If this is still too much let me know and I'll try to
reproduce the error with simpler classes.  But here is
the code.

class Entity
{
        /// specify a trajectory strategy
        /// which is a shared pointer to a Trajectory
object specified below
        SetTrajectory(const TrajectoryPtr &T) {
trajectory = T; }
	/// delegates to the Trajectory strategy
	/// the updating the state
	virtual void UpdateState(double ellapsedTime=1)
	{
            t->UpdateState(state,ellapsedTime);
	}
private:
	EntityState state; ///< object to be modified
	TrajectoryPtr trajectory; /// this is a shared
pointer 
};

class Trajectory  /// interface that i want to inherit
in python
{	
public:
        /// note it takes the state as a reference
	virtual void UpdateState(EntityState& state, double
ellapsedTime) const  = 0;
};

I exposed the class using pyste and in python I'm
derived a class from it.

class HackedT(Trajectory):	
   def UpdateState(self, entitystate, ellapsedTime):
 	entitystate.position = gmtl.Point3d(-1,-1,-1)
 		

The problem is that when I do this in python:
target = Entity()
target.SetTrajectory(hackedT)
target.UpdateState()  # enventually calls the
HackedT's UpdateState, which modifies the state
print target.GetPosition()

I expect the result to be (-1,-1,-1) but instead its
coming out to be the original value (10,10,0).

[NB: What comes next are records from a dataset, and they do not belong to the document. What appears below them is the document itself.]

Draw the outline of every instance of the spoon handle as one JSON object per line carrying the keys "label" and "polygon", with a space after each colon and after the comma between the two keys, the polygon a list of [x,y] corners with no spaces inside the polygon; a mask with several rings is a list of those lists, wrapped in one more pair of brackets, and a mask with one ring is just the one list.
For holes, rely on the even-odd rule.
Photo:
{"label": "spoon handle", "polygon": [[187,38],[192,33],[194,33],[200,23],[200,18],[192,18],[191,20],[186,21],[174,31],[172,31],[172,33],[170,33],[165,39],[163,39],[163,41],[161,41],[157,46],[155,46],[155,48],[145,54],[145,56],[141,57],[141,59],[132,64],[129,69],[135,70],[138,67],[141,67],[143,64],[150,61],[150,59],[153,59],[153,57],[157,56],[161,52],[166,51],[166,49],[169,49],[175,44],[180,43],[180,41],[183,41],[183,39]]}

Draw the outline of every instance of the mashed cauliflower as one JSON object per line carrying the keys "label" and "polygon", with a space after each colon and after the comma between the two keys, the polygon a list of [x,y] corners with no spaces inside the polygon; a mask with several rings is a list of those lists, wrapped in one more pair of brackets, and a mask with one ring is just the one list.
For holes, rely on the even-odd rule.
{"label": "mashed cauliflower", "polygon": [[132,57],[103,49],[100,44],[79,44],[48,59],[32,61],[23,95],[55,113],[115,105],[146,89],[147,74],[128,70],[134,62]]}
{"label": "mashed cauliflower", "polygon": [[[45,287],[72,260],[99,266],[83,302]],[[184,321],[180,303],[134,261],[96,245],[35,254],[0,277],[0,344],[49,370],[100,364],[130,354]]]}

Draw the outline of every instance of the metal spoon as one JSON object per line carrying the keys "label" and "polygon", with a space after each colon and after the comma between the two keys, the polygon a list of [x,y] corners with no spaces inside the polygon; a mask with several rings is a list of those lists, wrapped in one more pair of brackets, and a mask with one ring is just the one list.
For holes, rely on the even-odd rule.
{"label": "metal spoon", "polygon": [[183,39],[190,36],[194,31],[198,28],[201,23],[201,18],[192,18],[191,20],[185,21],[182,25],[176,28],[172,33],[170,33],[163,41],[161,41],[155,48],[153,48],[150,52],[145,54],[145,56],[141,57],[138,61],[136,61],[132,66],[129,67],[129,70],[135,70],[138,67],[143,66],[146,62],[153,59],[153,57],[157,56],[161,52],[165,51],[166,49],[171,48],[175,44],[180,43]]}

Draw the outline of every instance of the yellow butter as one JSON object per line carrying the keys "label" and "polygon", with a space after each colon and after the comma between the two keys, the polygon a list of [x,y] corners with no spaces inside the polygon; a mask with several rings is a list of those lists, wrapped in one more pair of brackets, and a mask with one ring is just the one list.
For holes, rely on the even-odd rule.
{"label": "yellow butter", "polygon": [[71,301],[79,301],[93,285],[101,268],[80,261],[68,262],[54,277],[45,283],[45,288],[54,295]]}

However, if I use Trajectory objects created from C++
then the state is modified.

Also, if I call the function directly it modifies the
state.

s = EntityState() ## by default s.position = (0,0,0)
hackedT.UpdateState(s,1)
print s.position ## returns (-1,-1,-1)


Is this a bug in Boost Python or do I have to specify
some policy or something to make this work?  Let me
know if you need additional information.  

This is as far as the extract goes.